Matters Arising, 22nd October

For the record, and your general edification, here’s stuff that came up during today’s tutorials…

First off, Lauren found a nice little book in the library: Culture and Technology by Andrew Murphie and John Potts (Palgrave MacMillan, 2002).  I only scanned it but it looks like a very accessible overview, and introduces important players like Sadie Plant and Donna Haraway.

Talking with Leighn about Art vs Design and “Design as Art”… Paola Antonelli has written and spoken about this at length over the last couple of years.  Watch a video of her talk at the TED conference (2007) online.  TED is a fantastic resource — big issues and brilliant speakers — and the videos are invariably great, but often also really inspiring or moving.

Also related to design/art: Alice Rawsthorne (again) on “what is design?”.  Also Troika in general, because they (and especially Sebastian Noël) generally reject notions of “artist” and “designer”, but specifically looking at their new book Digital by Design which examines artists and designers — or rather people making art and design — who work in the interactive/digital arena.  I just bought a copy of this and it’s still shiny and new and you’ll be lucky to pry it away from my bony fingers, but I could maybe copy some sections for you if interested.

This came up a couple of times today: Equator was a huge research project (£11 million, 6 years, 8 universities),  looking at “technical, social and design issues in the development of new inter-relationships between the physical and digital”.  Some interesting treatments of technology and design in the home, and many of the publications are online.

Talking with Michael about methodologies such as user-centred design, this recent controversy came up between Don Norman and the software company 37signals.  As reported on ‘putting people first’, an interesting blog by Italian design consultancy experientia.

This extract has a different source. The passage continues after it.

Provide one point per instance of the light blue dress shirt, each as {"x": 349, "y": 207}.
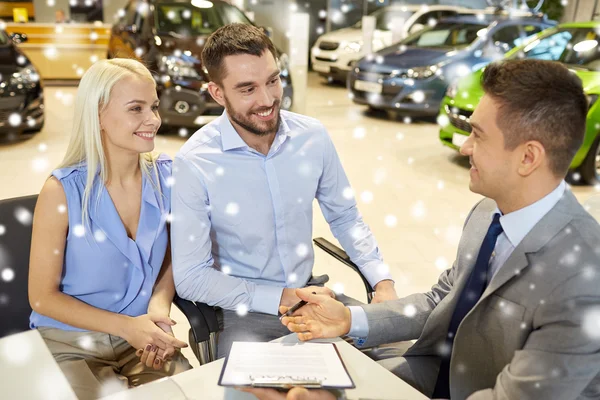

Gavin and I were discussing sci-fi movies and their visions of the future, which led us to talking about production designers Syd Mead (Tron, Blade Runner, Aliens), and Ken Adam (Dr Strangelove, loads of classic James Bond movies).  BoingBoing featured some video interviews with Syd recently (and there’s a great-looking Documentary DVD out there), plus Christopher Frayling has interviewed Ken lots recently, relating to a couple of  books he’s written: Ken Adam Designs the Movies: James Bond and Beyond and Ken Adam: The Art of Production Design.  The modern mechanix blog also comes up at regular intervals, particularly in discussions about ‘the future ain’t what it used to be’.